As hundreds of millions of Chinese grow accustomed to paying for things with cash accounts linked to their smartphones, Alibaba and Tencent are locked in a fierce struggle to persuade them to integrate their banking details with their rival products.
People travelling in taxis booked with Kuaidi use the Alipay Wallet app, for instance, while Tencent has linked Didi to its mobile payment service on WeChat.
Alibaba is the market leader in online payment after launching Alipay more than a decade ago to smooth the sale of goods on its gigantic marketplace Taobao.
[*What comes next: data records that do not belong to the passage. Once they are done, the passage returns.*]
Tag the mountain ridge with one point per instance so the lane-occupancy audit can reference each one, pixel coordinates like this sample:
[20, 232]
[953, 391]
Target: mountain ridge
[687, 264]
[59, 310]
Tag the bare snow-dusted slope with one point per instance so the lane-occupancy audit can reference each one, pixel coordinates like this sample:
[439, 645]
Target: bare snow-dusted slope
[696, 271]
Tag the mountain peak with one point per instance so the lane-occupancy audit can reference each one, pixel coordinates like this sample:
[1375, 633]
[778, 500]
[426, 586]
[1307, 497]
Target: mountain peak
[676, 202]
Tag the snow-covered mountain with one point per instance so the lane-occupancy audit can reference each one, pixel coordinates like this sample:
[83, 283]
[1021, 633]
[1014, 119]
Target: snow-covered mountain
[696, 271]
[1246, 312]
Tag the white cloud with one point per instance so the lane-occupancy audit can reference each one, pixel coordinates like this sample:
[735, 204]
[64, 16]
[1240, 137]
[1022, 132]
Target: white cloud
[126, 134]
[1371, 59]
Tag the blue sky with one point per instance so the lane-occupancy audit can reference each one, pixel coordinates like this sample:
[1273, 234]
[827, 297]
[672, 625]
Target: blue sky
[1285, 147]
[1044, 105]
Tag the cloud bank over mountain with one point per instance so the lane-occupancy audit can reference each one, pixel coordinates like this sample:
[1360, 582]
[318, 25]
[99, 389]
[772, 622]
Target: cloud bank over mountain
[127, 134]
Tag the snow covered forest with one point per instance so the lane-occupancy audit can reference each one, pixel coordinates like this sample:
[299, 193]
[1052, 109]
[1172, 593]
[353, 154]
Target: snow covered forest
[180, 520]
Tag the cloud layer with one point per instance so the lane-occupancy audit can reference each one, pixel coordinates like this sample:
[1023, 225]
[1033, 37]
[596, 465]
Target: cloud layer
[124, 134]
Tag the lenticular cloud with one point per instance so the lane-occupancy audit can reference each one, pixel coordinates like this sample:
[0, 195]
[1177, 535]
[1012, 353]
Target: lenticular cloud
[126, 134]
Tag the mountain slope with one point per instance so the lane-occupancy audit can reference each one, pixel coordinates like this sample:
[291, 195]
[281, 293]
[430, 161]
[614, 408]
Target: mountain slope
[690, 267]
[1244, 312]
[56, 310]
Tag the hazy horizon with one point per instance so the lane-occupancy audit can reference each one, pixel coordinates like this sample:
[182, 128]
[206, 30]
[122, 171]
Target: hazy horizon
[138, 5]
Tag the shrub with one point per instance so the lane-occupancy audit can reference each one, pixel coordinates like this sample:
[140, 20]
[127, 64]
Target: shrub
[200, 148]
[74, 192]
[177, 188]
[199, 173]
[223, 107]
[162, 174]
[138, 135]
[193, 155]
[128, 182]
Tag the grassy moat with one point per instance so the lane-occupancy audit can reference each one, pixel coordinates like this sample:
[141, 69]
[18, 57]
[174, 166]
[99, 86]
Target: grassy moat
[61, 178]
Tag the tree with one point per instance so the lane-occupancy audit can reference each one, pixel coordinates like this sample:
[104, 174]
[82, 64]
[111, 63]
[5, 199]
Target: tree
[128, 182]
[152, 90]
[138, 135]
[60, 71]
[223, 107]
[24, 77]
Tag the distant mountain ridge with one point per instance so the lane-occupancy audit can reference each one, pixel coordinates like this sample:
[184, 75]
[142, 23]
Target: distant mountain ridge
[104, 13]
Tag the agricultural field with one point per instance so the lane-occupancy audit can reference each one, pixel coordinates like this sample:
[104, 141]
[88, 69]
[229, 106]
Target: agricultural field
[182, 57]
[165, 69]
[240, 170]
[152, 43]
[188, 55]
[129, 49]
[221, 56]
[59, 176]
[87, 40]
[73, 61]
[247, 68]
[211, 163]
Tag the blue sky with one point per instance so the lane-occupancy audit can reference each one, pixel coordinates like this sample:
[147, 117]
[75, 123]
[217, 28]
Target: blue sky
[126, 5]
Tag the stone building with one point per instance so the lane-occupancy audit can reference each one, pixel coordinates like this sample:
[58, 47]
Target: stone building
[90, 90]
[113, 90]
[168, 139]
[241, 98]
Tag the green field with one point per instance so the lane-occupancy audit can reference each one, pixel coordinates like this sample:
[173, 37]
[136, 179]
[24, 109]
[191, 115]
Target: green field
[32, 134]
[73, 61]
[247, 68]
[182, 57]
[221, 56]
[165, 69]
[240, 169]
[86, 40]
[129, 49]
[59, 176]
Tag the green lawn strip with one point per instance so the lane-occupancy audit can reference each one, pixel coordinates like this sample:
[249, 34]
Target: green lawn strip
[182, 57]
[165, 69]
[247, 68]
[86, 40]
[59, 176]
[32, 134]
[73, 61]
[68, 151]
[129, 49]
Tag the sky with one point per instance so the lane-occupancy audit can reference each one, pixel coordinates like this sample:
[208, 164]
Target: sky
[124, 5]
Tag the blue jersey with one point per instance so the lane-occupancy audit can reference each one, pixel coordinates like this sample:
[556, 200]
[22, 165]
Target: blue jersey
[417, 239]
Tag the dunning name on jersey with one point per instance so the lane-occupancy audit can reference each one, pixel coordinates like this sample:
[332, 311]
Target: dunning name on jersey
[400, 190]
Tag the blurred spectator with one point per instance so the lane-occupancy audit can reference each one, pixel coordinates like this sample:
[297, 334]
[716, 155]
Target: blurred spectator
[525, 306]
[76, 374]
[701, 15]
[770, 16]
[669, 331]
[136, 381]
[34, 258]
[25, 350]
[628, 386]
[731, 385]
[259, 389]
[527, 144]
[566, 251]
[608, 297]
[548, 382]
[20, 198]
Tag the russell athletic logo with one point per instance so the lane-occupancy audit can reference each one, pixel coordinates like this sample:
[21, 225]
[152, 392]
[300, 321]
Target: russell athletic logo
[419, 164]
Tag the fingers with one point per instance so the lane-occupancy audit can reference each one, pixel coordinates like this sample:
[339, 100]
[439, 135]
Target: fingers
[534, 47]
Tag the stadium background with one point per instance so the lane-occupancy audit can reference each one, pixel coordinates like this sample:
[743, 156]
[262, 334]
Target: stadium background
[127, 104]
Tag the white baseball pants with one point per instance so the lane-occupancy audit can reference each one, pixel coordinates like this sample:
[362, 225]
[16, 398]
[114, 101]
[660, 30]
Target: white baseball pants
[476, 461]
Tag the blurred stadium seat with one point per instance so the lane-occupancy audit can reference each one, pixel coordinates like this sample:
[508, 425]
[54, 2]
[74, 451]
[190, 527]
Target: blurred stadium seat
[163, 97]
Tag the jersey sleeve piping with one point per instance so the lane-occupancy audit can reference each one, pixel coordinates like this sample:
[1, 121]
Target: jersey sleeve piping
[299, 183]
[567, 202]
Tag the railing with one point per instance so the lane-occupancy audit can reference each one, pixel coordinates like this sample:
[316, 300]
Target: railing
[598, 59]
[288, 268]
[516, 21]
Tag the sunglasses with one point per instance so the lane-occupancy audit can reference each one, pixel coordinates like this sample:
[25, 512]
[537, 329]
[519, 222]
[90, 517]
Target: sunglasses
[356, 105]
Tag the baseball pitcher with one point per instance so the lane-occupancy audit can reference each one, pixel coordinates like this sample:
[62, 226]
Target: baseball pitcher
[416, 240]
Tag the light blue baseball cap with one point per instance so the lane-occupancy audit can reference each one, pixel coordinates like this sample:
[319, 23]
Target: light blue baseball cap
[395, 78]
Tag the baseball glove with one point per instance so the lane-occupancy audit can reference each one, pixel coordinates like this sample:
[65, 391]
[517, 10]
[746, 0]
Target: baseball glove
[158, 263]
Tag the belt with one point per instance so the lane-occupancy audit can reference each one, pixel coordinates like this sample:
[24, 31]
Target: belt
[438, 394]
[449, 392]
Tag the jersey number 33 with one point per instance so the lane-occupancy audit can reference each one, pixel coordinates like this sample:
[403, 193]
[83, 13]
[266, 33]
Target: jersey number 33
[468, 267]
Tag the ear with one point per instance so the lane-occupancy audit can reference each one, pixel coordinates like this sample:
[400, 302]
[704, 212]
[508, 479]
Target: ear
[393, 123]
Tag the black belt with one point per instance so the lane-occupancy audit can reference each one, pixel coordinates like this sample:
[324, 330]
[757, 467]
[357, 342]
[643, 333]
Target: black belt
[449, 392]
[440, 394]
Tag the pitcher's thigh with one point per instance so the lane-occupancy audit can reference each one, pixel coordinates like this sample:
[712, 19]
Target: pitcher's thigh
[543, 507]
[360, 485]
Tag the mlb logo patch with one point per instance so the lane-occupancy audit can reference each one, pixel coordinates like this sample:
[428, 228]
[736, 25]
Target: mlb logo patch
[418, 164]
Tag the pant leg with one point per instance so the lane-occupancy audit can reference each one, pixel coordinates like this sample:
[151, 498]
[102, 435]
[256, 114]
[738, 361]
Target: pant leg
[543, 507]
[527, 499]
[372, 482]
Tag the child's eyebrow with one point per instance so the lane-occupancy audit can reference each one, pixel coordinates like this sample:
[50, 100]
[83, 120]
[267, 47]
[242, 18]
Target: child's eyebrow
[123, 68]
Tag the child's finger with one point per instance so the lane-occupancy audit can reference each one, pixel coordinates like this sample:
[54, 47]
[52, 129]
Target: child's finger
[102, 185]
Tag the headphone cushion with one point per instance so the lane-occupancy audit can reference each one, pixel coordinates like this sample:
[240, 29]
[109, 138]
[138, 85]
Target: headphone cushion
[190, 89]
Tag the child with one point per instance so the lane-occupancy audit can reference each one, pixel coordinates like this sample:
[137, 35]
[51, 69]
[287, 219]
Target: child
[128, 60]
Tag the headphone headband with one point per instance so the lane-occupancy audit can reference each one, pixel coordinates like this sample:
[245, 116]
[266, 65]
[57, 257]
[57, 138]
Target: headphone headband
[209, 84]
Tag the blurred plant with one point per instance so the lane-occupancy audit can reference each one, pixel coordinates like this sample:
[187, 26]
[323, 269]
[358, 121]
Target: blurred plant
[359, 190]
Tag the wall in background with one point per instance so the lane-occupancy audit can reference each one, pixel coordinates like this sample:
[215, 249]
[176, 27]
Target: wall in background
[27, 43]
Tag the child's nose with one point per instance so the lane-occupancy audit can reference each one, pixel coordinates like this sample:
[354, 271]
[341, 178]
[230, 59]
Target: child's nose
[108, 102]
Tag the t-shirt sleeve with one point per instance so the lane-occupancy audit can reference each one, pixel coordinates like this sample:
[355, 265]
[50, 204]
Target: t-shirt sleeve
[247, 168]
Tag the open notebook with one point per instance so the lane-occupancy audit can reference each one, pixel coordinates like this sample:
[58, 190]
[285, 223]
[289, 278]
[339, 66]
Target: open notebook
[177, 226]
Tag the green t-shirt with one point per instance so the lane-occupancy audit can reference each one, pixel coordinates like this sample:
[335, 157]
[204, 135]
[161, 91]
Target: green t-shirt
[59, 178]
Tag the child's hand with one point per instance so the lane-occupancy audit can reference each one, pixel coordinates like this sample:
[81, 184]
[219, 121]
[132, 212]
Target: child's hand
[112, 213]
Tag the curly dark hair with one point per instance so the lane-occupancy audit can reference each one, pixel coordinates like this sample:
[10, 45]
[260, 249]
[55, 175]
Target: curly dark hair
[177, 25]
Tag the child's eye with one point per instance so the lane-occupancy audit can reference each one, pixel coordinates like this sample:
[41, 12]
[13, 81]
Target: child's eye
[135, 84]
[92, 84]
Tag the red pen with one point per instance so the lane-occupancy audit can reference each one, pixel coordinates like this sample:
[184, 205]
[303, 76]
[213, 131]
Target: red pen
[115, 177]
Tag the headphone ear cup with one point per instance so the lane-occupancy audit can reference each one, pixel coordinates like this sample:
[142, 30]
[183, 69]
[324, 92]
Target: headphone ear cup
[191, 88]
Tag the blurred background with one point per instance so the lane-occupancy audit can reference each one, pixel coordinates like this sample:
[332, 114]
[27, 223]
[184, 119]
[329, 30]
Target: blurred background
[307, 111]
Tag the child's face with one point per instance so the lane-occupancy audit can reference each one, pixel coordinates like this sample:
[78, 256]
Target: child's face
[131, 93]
That has helped it become the runaway leader in payments with smartphones too, where Alipay Wallet last year had 82.6% of the market, according to iResearch.
Tencent’s share via Weixin Wallet was much lower at 10% but it is banking on the huge popularity of WeChat, its dominant messaging and social media app, to close the gap.
Tencent is betting that it can exploit the app’s ‘stickiness’ – WeChat is used hundreds of millions of times a day – to undermine Alibaba’s ascendancy.
And sure enough, the rivalry with Alibaba was running red-hot again last week as the two slugged it out over the distribution of virtual hong bao, the red packets of cash (also known as lai see in Hong Kong) customarily handed out over the Lunar New Year holiday.
This confrontation was seasonal in nature, but the strategic principle was similar to the taxi-hailing war of the last two years, with Alibaba and Tencent competing for customers with lotteries and online games in which winners received cash giveaways.
Last year Tencent ambushed its larger rival with a hong bao campaign that was said to have doubled its market share in mobile payments in a matter of hours.
This month Alibaba was more prepared, announcing before the holiday period that it would be giving away more than Rmb600 million in seasonal prizes too.
Tencent responded by banning usage of Alipay from its WeChat platform and encouraging smartphone users to use its own payment app to give each other digital hong bao.
It also ran an $80 million promotional effort of its own during CCTV’s Spring Festival Gala – an annual variety show on the state-run television station. This saw the disbursement of 120 million red envelopes backed by corporate sponsors.
Every hour from 8pm until midnight, WeChat users were given the signal to shake their phones for a chance to win cash. Over the course of the night, they shook them 11 billion times, Tencent said. Securities Times estimates that this ingenious marketing ploy saw 200 million people link their bank cards to their WeChat accounts. It points out it took Alipay eight years to achieve what Tencent did in five hours.
Noting how the digital gifting risked becoming a national obsession, a commentary in Xinhua even urged its readers not to ignore their families in the frenzy to grab the red packets.
“Picture a son who has travelled a thousand kilometres home only to be glued to his mobile phone screen the whole time, while his parents, who have longed to see him, are ignored,” the piece lamented.
“No wonder some people say digital red packets are destroying the Spring Festival. These red packets may be eye-catching, but they cannot replace the warm smiling faces of your family,” it added.